13.1 million barrels

A positive note for the industry from the FTC ruling was its decision to define the oil market globally rather than a narrow, localized one that could have competition concerns. And on the whole, the agency hasn’t been seeking to outright block oil and gas transactions.

“The good news is, they’re not hamstringing these deals, not forcing divestments of assets, not doing anything that makes either party want to walk from a deal,” said Dan Pickering, founder of Pickering Energy Partners. “Ultimately, the deals are moving ahead pretty much as the two parties envisioned when they struck the deals.”

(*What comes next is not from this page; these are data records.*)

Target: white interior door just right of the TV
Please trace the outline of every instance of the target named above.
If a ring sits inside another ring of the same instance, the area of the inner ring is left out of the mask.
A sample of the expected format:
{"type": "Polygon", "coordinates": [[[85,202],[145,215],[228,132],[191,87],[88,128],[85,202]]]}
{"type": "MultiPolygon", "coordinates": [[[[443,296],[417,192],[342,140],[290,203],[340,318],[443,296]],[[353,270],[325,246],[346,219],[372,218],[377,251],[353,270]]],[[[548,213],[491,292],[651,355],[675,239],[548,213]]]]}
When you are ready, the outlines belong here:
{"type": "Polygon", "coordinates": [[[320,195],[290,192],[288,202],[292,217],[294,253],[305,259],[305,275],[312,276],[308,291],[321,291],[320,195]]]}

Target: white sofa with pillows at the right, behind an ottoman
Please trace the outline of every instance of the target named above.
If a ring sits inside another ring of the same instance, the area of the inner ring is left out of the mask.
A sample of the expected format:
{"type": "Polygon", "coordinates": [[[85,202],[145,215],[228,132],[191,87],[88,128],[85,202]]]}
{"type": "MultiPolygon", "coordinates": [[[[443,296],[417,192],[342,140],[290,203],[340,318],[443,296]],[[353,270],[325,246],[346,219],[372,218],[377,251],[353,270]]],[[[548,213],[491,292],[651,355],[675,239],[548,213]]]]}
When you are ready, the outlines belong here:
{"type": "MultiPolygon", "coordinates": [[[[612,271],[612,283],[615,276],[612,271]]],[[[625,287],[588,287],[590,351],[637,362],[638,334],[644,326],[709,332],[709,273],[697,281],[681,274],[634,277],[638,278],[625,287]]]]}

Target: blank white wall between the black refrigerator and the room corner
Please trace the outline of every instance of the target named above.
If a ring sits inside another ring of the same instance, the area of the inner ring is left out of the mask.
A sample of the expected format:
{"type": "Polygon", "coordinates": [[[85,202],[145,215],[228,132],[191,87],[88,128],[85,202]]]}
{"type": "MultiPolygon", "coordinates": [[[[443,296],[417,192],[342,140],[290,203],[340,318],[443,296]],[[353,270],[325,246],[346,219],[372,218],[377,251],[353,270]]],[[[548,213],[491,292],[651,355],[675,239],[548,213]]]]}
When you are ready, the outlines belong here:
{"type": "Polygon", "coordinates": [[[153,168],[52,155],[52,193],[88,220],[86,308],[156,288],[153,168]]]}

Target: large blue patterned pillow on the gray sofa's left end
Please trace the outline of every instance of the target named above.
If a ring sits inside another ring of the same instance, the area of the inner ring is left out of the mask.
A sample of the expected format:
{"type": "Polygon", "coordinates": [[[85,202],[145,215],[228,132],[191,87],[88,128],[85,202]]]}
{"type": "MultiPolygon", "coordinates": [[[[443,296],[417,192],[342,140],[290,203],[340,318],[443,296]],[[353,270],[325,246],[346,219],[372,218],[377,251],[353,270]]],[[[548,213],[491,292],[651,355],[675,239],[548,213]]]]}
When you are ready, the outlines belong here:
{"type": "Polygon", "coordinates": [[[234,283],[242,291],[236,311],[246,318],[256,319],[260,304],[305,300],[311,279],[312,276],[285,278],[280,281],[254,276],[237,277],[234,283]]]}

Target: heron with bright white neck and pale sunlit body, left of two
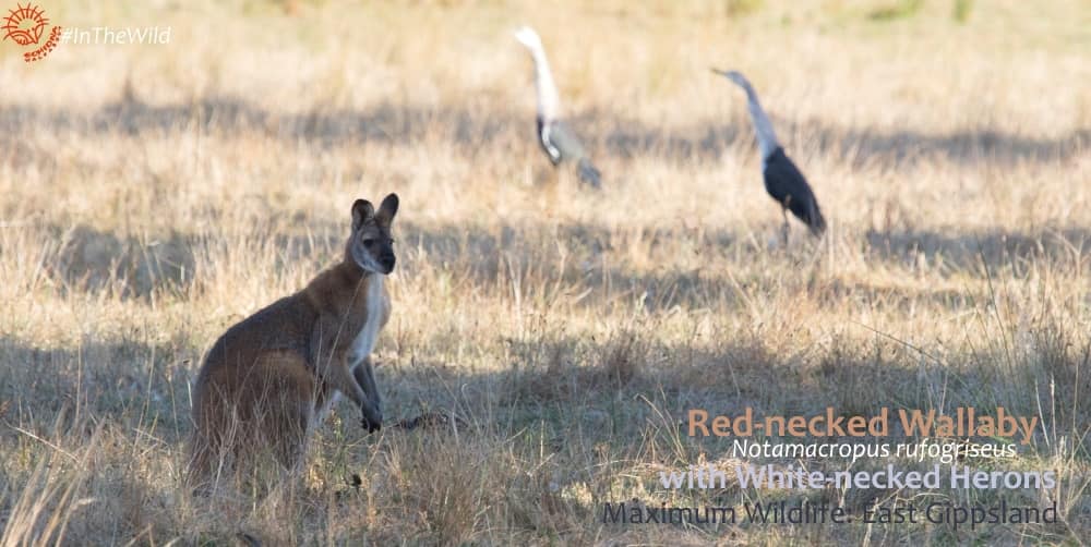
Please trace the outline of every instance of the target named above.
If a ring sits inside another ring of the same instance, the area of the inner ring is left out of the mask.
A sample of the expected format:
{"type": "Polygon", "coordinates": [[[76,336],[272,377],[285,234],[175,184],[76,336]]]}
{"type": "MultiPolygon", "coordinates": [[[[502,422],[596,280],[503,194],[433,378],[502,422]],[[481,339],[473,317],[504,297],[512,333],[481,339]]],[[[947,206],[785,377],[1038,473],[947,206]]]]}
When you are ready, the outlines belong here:
{"type": "Polygon", "coordinates": [[[546,49],[538,33],[529,26],[521,26],[515,32],[515,39],[530,50],[535,61],[535,87],[538,90],[538,144],[549,157],[554,167],[562,162],[576,163],[579,180],[599,189],[602,186],[602,174],[591,162],[579,137],[573,133],[561,119],[561,98],[553,83],[553,74],[549,70],[546,49]]]}

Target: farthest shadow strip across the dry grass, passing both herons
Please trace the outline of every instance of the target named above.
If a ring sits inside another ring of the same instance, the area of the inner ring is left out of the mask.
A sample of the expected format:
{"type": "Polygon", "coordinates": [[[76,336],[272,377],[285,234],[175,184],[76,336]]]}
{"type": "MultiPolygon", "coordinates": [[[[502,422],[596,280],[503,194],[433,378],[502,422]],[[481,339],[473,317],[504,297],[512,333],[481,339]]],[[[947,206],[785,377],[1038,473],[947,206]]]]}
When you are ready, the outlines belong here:
{"type": "MultiPolygon", "coordinates": [[[[698,119],[663,130],[608,110],[590,110],[572,120],[596,155],[621,158],[656,157],[688,160],[715,159],[740,139],[752,138],[747,122],[698,119]],[[597,134],[595,127],[609,127],[597,134]]],[[[942,159],[958,163],[980,161],[1015,165],[1057,161],[1083,154],[1091,129],[1056,139],[1009,135],[997,131],[932,135],[913,131],[880,132],[866,127],[839,127],[822,122],[778,121],[784,134],[803,135],[820,153],[852,165],[882,162],[907,165],[942,159]]],[[[299,114],[268,111],[243,99],[214,96],[191,104],[149,105],[130,98],[91,112],[44,110],[27,106],[0,107],[0,145],[15,150],[11,161],[35,160],[34,150],[21,145],[20,135],[32,131],[75,132],[88,137],[108,133],[142,135],[177,131],[217,131],[228,135],[257,133],[324,146],[338,143],[413,145],[436,131],[459,143],[475,156],[490,146],[532,144],[530,112],[490,107],[422,108],[381,104],[368,110],[327,109],[299,114]],[[20,151],[20,149],[22,151],[20,151]]],[[[756,153],[755,153],[756,154],[756,153]]],[[[39,158],[48,159],[48,158],[39,158]]]]}

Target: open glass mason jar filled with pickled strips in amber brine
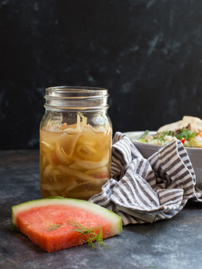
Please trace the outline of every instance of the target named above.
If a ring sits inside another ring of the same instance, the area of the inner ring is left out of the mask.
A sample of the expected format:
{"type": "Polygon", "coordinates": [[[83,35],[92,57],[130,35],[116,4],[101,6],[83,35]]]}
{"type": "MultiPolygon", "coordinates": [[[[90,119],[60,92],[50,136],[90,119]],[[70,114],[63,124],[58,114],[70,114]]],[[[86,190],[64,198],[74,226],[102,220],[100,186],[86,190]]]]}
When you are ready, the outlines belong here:
{"type": "Polygon", "coordinates": [[[88,200],[111,178],[108,90],[46,88],[40,123],[40,192],[88,200]]]}

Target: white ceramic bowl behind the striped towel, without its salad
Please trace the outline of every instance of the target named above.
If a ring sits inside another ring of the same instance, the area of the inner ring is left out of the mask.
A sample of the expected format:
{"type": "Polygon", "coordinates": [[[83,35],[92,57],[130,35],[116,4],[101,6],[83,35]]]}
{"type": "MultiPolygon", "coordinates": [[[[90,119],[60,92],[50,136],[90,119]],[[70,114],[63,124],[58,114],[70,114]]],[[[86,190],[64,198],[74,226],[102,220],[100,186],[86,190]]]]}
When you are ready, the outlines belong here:
{"type": "MultiPolygon", "coordinates": [[[[129,139],[139,139],[140,136],[145,131],[137,131],[137,132],[125,132],[129,139]]],[[[155,131],[150,131],[149,134],[156,134],[155,131]]],[[[139,152],[143,155],[145,159],[149,158],[152,154],[157,152],[161,147],[161,145],[152,145],[140,142],[132,142],[135,147],[139,150],[139,152]]],[[[199,148],[186,148],[189,159],[192,163],[192,167],[194,169],[194,173],[196,175],[196,187],[202,186],[202,149],[199,148]]]]}

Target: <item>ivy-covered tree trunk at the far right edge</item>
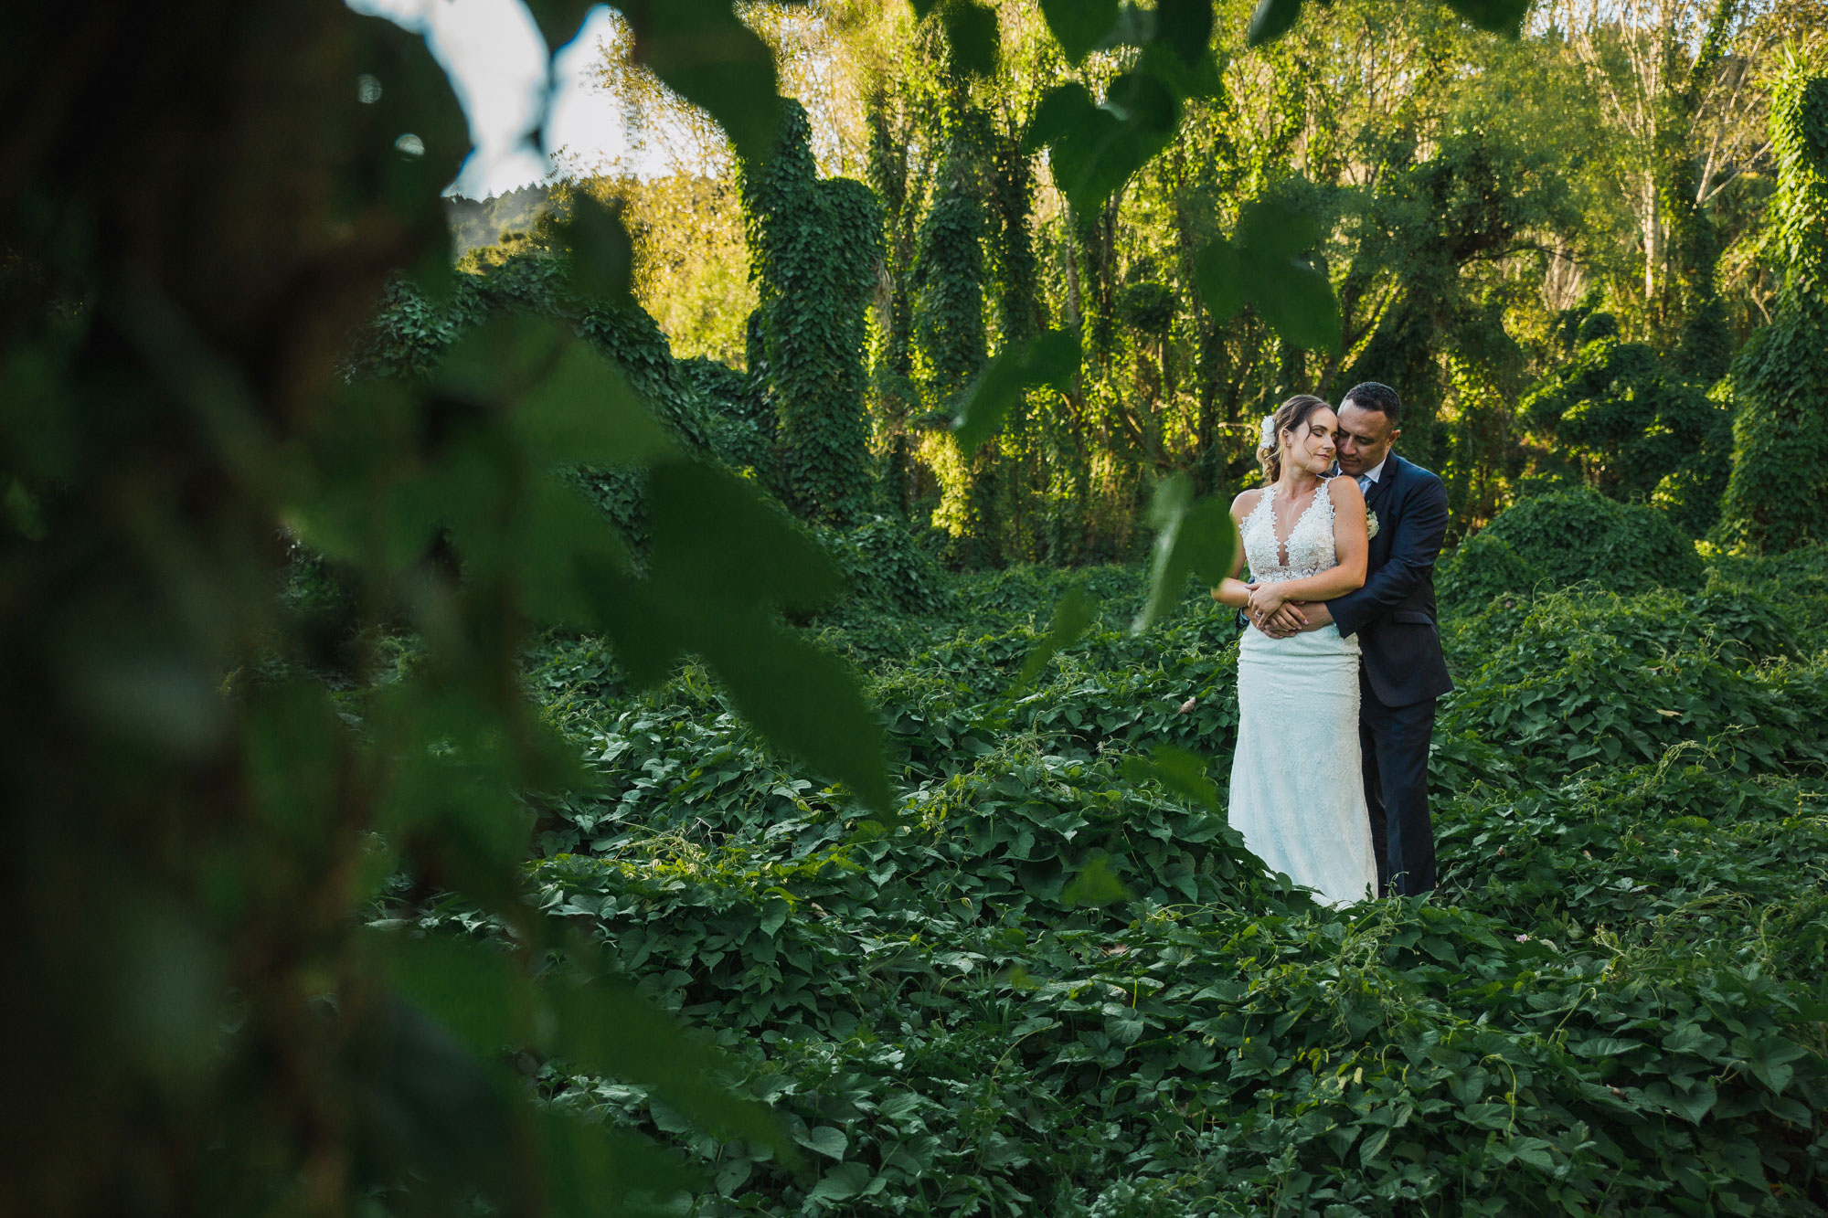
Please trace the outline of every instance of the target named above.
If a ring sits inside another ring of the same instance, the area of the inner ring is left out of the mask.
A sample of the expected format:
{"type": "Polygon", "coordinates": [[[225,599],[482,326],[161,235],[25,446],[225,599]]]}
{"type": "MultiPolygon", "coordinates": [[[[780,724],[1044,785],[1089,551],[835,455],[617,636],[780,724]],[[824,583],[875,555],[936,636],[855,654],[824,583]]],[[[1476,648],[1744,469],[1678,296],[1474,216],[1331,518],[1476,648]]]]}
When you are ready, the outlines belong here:
{"type": "Polygon", "coordinates": [[[1720,538],[1788,550],[1828,538],[1828,75],[1786,59],[1771,91],[1777,198],[1771,225],[1784,267],[1771,324],[1733,364],[1733,474],[1720,538]]]}

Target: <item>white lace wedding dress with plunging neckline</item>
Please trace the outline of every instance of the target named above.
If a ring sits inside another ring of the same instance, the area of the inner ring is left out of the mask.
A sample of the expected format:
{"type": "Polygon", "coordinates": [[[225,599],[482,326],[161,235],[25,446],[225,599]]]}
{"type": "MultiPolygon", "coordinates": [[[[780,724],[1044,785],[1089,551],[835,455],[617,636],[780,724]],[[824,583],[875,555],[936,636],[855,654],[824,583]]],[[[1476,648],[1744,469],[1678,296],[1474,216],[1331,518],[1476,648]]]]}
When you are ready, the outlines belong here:
{"type": "MultiPolygon", "coordinates": [[[[1338,563],[1325,486],[1276,538],[1276,488],[1243,525],[1254,583],[1302,580],[1338,563]]],[[[1323,625],[1291,638],[1256,627],[1238,647],[1238,752],[1230,823],[1270,871],[1345,905],[1376,896],[1376,858],[1358,764],[1358,640],[1323,625]]]]}

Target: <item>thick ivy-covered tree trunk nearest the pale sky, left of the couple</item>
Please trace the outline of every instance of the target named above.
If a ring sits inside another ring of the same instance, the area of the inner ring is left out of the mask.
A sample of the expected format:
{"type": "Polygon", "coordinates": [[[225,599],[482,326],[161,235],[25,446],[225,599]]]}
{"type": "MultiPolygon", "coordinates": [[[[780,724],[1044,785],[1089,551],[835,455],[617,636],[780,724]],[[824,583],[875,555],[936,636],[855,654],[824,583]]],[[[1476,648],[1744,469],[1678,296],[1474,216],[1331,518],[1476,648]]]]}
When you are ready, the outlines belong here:
{"type": "Polygon", "coordinates": [[[859,181],[819,181],[806,110],[782,108],[773,159],[742,172],[773,475],[802,519],[854,525],[874,499],[863,353],[881,207],[859,181]]]}

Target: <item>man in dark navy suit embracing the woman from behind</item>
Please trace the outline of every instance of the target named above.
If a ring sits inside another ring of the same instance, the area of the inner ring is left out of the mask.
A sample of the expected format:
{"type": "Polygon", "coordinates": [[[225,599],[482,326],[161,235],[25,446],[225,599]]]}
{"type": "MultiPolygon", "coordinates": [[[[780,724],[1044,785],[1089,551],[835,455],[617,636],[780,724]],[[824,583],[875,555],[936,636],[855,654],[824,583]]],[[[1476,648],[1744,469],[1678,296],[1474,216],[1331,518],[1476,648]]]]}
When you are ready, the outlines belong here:
{"type": "Polygon", "coordinates": [[[1402,402],[1386,384],[1353,386],[1340,402],[1338,466],[1358,479],[1376,521],[1366,583],[1338,600],[1296,607],[1270,622],[1285,636],[1325,624],[1358,635],[1358,743],[1376,847],[1378,896],[1435,887],[1435,828],[1428,817],[1428,746],[1435,699],[1453,688],[1435,627],[1435,558],[1448,534],[1448,490],[1391,446],[1402,402]]]}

U.S. oil production is currently about 13.1 million barrels a day, close to record levels and 40% higher than OPEC leader Saudi Arabia. US crude output more than doubled in the past 15 years, a result of the shale-oil revolution that Sheffield helped champion.

“This is the government trying to save some face — it’s irrelevant to the whole issue of antitrust,” said Leo Mariani, managing director at Roth MKM. Through Sheffield’s 50 years in the industry, “he’s never really had issues where people thought he was engaging in anti-competitive behaviors,” Mariani said.

“So it’s silly,” he added. “This whole thing is just politics ultimately. In an election year it helps to be tough on Big Oil.”